2. ¿Por qué crees que ocurrió este fenómeno?
- Cada sustancia posee propiedades físicas que tienen un impacto
significativo en los cambios de estado, lo que se debe tener en cuenta
al estudiar los comportamientos de los materiales bajo distintas
condiciones. En particular, los compuestos como la sal y el alcohol
pueden modificar el punto de congelación del agua, lo que da lugar a
diferentes reacciones cuando se someten a bajas temperaturas. Estos
cambios se deben a las interacciones moleculares entre las partículas
de la sustancia disuelta y las moléculas del agua, lo que altera las
características de su estructura interna.

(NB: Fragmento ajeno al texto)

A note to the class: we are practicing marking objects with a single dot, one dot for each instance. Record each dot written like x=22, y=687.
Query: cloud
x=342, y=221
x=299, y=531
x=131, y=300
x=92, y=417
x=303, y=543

En el caso de la sal, esta actúa como un soluto que, al disolverse en el
agua, disminuye la temperatura a la que el agua se congela. Este
fenómeno, conocido como descenso crioscópico, ocurre porque las
partículas de sal interfieren en la capacidad de las moléculas de agua
para formar una red cristalina sólida, que es esencial para la
congelación. Cuando la sal se disuelve en agua, se disocia en iones,
los cuales alteran las interacciones entre las moléculas de agua.

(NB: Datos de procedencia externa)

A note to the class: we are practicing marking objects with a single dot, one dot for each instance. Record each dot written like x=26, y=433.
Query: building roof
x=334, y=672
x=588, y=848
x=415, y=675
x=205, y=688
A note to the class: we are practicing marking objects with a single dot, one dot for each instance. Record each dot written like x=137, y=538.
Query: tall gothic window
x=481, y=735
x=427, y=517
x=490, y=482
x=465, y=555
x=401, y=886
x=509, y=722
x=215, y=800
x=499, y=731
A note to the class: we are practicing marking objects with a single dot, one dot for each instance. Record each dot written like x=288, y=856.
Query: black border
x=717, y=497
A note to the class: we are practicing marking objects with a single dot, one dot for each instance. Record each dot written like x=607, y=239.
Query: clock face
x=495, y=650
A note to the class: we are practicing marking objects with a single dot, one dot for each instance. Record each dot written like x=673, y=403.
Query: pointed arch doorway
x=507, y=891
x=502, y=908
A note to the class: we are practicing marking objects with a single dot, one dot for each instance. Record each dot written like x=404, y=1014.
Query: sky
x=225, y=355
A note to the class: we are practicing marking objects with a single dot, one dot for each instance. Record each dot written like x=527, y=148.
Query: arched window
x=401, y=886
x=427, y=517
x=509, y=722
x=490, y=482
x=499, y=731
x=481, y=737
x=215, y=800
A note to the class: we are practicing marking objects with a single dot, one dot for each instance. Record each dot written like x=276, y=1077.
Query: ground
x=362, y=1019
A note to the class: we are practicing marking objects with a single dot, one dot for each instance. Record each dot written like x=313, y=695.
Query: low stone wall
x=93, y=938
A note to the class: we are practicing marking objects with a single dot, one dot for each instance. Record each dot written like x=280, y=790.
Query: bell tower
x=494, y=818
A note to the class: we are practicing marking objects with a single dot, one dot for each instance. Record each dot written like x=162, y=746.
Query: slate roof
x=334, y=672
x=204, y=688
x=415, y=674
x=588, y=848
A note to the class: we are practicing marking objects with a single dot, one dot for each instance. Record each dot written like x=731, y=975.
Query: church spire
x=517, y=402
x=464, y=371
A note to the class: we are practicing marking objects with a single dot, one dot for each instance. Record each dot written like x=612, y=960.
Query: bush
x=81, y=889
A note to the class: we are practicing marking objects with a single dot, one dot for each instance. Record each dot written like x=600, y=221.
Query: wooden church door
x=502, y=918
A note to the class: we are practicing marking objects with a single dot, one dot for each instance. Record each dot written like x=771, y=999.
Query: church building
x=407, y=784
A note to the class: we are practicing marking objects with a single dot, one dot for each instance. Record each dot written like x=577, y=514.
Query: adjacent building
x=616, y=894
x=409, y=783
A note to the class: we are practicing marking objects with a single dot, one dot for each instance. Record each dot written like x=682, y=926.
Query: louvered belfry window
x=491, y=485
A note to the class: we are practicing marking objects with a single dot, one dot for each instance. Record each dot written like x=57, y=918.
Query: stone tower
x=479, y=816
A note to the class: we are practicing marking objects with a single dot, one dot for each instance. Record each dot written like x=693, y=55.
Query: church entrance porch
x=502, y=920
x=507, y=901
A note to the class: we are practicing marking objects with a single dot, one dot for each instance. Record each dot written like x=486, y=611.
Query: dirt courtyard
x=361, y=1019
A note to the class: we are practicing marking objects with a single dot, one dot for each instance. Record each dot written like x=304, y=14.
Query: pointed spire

Como resultado, se requiere una temperatura más baja para que el
agua se solidifique, lo que retrasa o incluso impide la formación de
hielo. Este efecto es de particular importancia en aplicaciones como
la descongelación de carreteras en invierno o en procesos industriales
donde se manipulan soluciones salinas.
Por otro lado, el alcohol, al ser una sustancia con un punto de
congelación mucho más bajo que el agua, influye de manera
diferente en el proceso de congelación. El alcohol no solo reduce el
punto de congelación del agua, sino que también mantiene la mezcla
líquida a temperaturas en las que el agua pura se congelaría. Debido
a su estructura molecular y sus interacciones intermoleculares, el
alcohol tiene una mayor capacidad para resistir la solidificación a
temperaturas cercanas o incluso por debajo de 0°C. Este fenómeno se
debe a que las moléculas de alcohol son más pequeñas y tienen una
menor capacidad para formar estructuras cristalinas ordenadas, lo
que les permite permanecer en estado líquido cuando las moléculas
de agua ya han alcanzado el punto de congelación.

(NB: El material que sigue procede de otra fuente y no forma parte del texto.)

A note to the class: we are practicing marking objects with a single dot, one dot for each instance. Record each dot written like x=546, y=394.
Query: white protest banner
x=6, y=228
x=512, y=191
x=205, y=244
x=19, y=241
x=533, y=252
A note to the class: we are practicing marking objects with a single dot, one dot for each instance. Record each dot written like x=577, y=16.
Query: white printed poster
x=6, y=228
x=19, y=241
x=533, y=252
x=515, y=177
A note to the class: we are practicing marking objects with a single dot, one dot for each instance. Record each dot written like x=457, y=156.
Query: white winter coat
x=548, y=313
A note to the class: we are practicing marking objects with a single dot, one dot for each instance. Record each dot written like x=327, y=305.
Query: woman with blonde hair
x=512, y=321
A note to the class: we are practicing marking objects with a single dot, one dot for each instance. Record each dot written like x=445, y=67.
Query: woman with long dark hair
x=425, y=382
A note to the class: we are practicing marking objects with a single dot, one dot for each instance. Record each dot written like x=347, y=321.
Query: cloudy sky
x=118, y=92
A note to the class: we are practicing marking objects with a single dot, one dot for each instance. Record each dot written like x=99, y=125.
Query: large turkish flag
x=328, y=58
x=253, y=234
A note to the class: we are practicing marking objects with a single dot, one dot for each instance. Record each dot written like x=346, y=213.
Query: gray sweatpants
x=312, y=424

Estos efectos resultantes de la presencia de sal y alcohol en el agua
son fundamentales para entender el comportamiento de las
soluciones en condiciones extremas, y son especialmente relevantes
en la ingeniería química. El estudio de estos fenómenos permite
aplicar los principios de la termodinámica, como los cambios de
entalpía y la alteración de los puntos de congelación y ebullición, en
una variedad de procesos industriales. Además, comprender cómo los
solutos como la sal y el alcohol afectan el comportamiento de los
líquidos a diferentes temperaturas tiene implicaciones en áreas como
la fabricación de productos alimenticios, la conservación de
alimentos, y el diseño de sistemas de refrigeración, entre otros.